To stop running the locally-hosted server and quit python, press ctrl-c in the terminal window. Any web views you have open will still show the reads, but information will no longer be updated when you hover your mouse over a read.

Complex variants

For some structural variant types, the breakpoints are distant in the genome (in the extreme, they fall on entirely different chromosomes). An example might be a translocation between chromosome 6 and chromosome 19. To visualize these types of events, svviz visualizes each breakpoint region in a separate “chromosome part”, which are then separated visually by a thick gray line.

_images/translocation.png

A translocation between chromosomes 6 and 19 that was found only in the cancer sample but not the matched normal sample.
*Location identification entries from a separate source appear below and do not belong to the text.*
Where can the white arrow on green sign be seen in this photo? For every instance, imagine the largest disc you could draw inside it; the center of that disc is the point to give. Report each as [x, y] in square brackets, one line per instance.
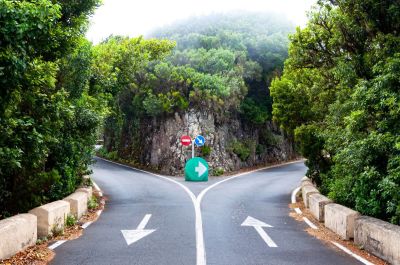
[196, 169]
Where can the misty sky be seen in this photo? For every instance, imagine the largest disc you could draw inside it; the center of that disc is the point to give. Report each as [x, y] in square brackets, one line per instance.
[133, 18]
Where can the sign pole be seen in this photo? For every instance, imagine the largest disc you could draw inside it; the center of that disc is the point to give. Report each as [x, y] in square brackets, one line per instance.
[192, 148]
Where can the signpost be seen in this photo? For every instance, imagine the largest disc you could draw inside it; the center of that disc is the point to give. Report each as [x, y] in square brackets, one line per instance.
[186, 140]
[196, 169]
[200, 140]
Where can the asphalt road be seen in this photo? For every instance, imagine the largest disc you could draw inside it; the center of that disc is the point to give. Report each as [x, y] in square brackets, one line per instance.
[198, 223]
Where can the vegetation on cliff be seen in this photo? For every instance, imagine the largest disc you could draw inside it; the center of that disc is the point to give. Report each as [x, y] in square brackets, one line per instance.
[339, 95]
[221, 64]
[48, 114]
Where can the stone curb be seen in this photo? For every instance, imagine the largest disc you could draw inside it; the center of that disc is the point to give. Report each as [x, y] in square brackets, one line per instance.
[16, 234]
[22, 231]
[378, 237]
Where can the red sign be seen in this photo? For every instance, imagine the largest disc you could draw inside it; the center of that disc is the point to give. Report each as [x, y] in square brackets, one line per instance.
[186, 140]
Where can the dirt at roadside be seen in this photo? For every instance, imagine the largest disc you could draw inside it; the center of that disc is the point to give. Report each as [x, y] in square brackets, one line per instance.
[40, 254]
[327, 236]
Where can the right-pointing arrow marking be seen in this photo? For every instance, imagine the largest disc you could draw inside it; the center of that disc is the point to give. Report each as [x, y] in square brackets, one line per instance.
[131, 236]
[258, 226]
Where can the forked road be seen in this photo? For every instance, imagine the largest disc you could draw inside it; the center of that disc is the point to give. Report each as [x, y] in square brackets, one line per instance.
[242, 220]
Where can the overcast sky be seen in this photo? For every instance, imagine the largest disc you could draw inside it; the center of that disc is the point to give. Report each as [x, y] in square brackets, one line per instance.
[133, 18]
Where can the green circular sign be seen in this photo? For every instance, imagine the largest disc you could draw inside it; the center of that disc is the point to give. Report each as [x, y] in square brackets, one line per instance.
[196, 169]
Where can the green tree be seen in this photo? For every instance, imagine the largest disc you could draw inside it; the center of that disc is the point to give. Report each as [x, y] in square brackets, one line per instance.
[47, 118]
[338, 95]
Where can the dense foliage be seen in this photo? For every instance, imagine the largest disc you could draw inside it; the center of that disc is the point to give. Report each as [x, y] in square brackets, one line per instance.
[339, 95]
[48, 115]
[222, 64]
[248, 46]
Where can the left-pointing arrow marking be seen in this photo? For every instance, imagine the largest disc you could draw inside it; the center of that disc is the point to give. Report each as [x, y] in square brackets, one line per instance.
[258, 226]
[131, 236]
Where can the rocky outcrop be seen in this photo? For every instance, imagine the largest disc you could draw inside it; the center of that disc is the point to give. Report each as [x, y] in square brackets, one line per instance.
[160, 146]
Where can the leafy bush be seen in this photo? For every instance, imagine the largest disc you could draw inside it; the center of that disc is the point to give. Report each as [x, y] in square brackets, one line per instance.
[241, 150]
[70, 220]
[48, 115]
[93, 203]
[340, 97]
[218, 171]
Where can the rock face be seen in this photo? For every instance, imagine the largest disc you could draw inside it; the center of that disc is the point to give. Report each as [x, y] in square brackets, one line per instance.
[160, 146]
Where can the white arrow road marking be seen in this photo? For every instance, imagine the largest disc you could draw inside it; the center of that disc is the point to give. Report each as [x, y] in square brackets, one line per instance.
[258, 225]
[131, 236]
[200, 169]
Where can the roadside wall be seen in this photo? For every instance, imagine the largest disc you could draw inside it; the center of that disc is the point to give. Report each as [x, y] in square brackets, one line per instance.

Here, in the reference allele, you can see the chromosome 19 part colored red (upstream of breakpoint) and blue (downstream of breakpoint). The chromosome 6 part is shown in reverse orientation (indicated by axis arrows pointing left), with the segments colored gray (upstream) and yellow (downstream). Reads are shown tiling nicely across both breakpoints in both the cancer and matched normal sample.

The alternate allele shows the fusion of the red upstream chromosome 19 segment with the gray upstream segment of chromosome 6. Reads tile across this translocation breakpoint in the cancer but not the normal sample (here, this is a fusion of two genic regions in the intronic regions; nearby genes can be shown using bed/gff format gene annotations). Note also that the reciprocal event (the yellow/blue fusion) is shown but with zero supporting reads.